Janice fell asleep on her way to work. She’d got on at Greenwood and was lucky to find a seat. That, perhaps, was her downfall. She hadn’t drunk her morning coffee yet, and there was something about the subway’s side-to-side sway that set her mind adrift in the magical land of Janice. Ordinarily, she switched at the Bloor/Yonge interchange and rode down to the financial district where she worked in a clothing store that sold tight-fitting yoga pants to people with too much money. Had she been standing, she might have noticed the missed stop, but this morning she lay slouched in a corner, oblivious as the train rumbled past her station and continued west. She woke to a voice on the public address system announcing that they had reached the end of the line and all passengers must leave the train. Oh God. Janice jumped to her feet. Heart pounding, she grabbed her things and ran from the train.
The station didn’t look unfamiliar. It adhered to the rules laid down by a secret global society of subway station designers. All walls must be covered in glossy porcelain tiles that looked (and sounded) like the interior of a giant shower stall. All floors must be of a polished aggregate like the floors in virtually every high school ever built. And, most important of all, the structure must reinforce an ethos of soul-deadening conformity. By these rules, this station could have been the station she used when she left for work in the morning, or it could have been the station she used when she arrived, or it could have been the station she used for her regular visits to the local liquor store.
The only way to distinguish one subway station from any other was to look for the name neatly etched in the porcelain tiles, always in the same sans serif font, maybe Helvetica, like the default font setting for Janice’s email client. She saw that she was exiting Orchard MRT Station. She’d never heard of the Orchard MRT Station. Then again, she never went to the west end of the city. She harboured a private fear that if she went all the way to the west end of the city, she might fall off the edge of the planet, flailing her limbs and screaming into the soundless depths of space.
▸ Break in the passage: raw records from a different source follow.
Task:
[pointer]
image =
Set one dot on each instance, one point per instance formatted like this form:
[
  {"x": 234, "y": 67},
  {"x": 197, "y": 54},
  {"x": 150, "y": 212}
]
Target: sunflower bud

When she shared her fear with her cousin, the one who lived in Wingham, the girl scowled and accused her of going full Toronto, what with her centre-of-the-universe pretensions and general uppityness.
Conveniently, the Orchard MRT Station had an exit straight up the middle of a mall that looked like any other mall. Janice rode the escalator and found the shop where she worked with its stock of overpriced yoga pants and its sales staff with their generic pasted-on smiles. She threw her bag in the back and swapped her flats for heels, then began her day. There were pleasantries with the customers. A few good sales. A short lunch break in the food court downstairs. It was a good day like any other.
When her shift was done, Janice swapped her heels for her flats and decided to go for a walk before riding the subway home. She strolled all the way down Orchard Road, in and out of malls, until it turned into Bras Basah Road, then she walked along North Bridge Road across the river and down along the quay. She paused for a drink at a table overlooking the water and waved to tourists who chugged by in a boat on its way down to the Marina Bay Sands. A little further along, she realized she was hungry and found a place that served fresh seafood. Others joined her under a patio umbrella, and although she didn’t know them, they would do just as well as any of her usual friends. Together, they drank. They laughed. They did group poses for influencer posts to their social media accounts.
It was getting late and Janice had to be up in time for work the next morning. She had to stop doing this, going out late, drinking more than she had planned, then sleeping past her stop the next morning. She walked over to the Clarke Quay MRT, and although she didn’t know exactly where it went, she had faith that, one way or another, it would take her home.